2) We all have wounds. Some of us have wounds that go deeper than others, but we all carry wounds with us. These happen when we didn’t receive what we needed in past relationships. This could be a result of abuse or neglect, but it could also have occurred on smaller levels because we are all imperfect sinners. So regardless of if you had a happy childhood or a hard one, we all have work to do to address the wounds we carry that affect how we behave in our relationships.
3) Decide to R.A.C. Elliott shared this acronym with us about the steps we need to take for our own growth and health. The first step is to recognize that we have wounds. Next, we need to acknowledge them. This is different from the first step because in this one we are actively deciding to take action and do something about our wounds. The final step is to change. You may need the help of a trusted counselor or therapist to help get to the bottom of your childhood wounds and take practical steps to change your beliefs and behaviors in relationships. By taking the space for this work, I promise that you will come out the other side a healthier individual, a better friend, a better mom or dad, and a better spouse.

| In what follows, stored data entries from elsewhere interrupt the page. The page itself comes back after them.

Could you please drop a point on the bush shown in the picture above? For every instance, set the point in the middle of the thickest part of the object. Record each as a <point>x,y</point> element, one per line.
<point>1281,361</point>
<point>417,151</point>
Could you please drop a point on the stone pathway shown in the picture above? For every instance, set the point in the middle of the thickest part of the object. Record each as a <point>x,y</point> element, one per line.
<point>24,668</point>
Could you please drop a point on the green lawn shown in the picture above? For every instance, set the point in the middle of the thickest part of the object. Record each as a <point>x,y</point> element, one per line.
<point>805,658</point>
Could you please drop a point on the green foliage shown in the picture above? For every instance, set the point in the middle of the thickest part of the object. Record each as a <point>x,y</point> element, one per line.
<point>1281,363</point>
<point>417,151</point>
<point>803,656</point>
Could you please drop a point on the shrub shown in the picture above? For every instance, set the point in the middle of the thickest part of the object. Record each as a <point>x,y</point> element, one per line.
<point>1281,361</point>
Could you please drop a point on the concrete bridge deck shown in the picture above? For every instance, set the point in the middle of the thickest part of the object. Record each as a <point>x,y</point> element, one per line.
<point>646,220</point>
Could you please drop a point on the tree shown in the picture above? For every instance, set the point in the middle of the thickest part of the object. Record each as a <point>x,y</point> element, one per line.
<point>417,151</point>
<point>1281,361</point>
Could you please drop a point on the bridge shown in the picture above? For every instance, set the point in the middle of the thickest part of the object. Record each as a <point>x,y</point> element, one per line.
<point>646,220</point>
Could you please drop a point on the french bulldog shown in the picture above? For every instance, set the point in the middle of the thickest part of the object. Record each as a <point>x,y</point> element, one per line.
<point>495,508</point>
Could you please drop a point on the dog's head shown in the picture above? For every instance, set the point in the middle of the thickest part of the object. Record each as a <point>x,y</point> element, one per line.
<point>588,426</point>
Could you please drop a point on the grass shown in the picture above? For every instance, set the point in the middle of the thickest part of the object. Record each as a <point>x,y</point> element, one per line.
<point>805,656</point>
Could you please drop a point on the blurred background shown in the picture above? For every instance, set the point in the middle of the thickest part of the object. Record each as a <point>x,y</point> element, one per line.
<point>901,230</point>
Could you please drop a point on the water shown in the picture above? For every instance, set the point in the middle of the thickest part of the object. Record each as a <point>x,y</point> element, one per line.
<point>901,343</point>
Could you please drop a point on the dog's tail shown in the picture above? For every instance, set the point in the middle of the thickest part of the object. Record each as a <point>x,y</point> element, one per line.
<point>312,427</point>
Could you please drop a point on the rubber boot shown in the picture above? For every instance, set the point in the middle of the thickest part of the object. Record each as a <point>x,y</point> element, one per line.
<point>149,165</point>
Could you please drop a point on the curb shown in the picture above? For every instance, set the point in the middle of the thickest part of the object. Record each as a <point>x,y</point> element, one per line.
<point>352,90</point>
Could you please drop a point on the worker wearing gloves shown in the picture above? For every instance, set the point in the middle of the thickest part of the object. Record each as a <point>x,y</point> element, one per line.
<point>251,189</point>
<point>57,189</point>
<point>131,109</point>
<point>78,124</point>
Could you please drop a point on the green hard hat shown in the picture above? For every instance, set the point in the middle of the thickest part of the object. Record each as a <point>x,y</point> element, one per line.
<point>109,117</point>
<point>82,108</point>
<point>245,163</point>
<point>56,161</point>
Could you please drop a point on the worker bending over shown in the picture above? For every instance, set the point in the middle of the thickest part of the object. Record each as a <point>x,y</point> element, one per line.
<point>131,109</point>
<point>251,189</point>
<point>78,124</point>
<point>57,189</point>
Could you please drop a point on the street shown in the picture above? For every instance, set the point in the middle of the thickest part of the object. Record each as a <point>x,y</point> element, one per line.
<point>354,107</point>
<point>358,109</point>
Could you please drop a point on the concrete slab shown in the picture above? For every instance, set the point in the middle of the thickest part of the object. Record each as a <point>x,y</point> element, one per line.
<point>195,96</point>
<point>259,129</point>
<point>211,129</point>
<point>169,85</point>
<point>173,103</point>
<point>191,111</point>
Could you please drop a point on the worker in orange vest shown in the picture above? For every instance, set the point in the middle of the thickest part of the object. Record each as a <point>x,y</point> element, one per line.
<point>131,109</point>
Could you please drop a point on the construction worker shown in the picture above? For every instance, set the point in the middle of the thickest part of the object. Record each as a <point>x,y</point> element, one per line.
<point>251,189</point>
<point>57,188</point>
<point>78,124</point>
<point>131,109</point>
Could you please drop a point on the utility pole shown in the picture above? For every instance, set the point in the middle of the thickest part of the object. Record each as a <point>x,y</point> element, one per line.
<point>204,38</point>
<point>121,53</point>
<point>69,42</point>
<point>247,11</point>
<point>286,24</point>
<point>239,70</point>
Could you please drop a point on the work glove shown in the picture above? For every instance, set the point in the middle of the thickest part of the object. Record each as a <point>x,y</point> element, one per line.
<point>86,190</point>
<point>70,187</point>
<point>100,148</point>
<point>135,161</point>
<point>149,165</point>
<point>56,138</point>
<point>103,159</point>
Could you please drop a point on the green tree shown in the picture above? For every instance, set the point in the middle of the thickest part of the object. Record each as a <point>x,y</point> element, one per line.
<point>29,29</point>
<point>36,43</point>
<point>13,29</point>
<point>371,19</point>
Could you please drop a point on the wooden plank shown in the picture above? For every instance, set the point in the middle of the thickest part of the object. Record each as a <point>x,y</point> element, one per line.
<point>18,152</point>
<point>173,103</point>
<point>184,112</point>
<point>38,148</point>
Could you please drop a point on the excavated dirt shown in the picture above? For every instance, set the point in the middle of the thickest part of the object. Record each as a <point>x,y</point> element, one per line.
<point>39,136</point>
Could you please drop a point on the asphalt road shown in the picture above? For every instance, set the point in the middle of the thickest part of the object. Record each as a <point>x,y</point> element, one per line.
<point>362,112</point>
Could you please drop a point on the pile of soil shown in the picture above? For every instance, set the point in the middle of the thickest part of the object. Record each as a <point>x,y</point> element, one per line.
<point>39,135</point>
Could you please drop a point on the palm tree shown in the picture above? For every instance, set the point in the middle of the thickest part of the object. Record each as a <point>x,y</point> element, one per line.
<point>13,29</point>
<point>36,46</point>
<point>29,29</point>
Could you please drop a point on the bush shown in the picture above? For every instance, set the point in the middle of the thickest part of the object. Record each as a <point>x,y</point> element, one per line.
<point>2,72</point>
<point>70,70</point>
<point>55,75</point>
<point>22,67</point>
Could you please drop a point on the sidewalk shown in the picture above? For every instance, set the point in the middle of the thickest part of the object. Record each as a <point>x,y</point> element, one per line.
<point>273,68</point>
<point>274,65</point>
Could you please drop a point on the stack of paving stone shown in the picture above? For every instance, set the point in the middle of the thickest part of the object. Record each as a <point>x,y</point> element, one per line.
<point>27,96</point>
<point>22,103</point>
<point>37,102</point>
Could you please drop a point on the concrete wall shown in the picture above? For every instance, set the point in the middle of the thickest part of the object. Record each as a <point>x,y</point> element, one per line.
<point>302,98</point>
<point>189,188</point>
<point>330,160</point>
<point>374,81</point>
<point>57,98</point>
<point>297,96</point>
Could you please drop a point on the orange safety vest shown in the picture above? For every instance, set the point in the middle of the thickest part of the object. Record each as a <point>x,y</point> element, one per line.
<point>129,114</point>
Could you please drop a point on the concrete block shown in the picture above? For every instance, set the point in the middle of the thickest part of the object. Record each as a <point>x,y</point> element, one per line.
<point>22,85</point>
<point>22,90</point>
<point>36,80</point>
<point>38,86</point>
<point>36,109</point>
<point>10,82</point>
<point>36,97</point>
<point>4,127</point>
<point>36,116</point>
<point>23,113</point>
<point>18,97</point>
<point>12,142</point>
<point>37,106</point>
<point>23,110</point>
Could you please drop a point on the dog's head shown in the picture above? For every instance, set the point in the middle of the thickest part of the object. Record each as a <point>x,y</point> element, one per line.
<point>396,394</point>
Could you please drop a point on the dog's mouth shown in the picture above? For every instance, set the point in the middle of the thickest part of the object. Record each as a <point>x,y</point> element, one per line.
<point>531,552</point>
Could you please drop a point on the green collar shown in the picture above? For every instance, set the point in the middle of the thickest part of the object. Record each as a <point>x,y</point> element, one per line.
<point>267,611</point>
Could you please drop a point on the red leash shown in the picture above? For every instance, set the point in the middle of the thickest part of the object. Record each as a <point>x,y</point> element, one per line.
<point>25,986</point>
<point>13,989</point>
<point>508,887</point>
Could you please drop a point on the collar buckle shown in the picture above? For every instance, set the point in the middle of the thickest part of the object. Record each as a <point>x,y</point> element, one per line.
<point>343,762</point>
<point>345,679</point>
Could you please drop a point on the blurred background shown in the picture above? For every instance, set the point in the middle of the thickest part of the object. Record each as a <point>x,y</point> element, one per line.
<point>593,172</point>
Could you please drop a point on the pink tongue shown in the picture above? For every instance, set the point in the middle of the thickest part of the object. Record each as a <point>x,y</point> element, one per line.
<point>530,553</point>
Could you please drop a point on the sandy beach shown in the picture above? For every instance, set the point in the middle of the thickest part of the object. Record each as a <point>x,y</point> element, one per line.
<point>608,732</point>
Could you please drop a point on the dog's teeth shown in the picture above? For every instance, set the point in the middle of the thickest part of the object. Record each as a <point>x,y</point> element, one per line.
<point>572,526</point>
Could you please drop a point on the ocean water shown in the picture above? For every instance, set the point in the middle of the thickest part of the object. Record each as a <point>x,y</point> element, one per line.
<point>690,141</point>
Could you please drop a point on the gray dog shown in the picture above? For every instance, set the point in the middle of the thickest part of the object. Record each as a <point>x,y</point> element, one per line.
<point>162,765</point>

Rev. Elliott Anderson, M.A. is the pastor at Solid Rock Church, Assistant Professor of Psychology at Judson University, author, counselor, and podcast co-host. Elliott has a B.A. in Psychology and an M.A. in Counseling. He has worked with individuals and couples for over 30 years and specializes in helping others enhance their connections through a deeper understanding of themselves. Elliott has been married to his wife, Angie, for over 34 years and they have four children together.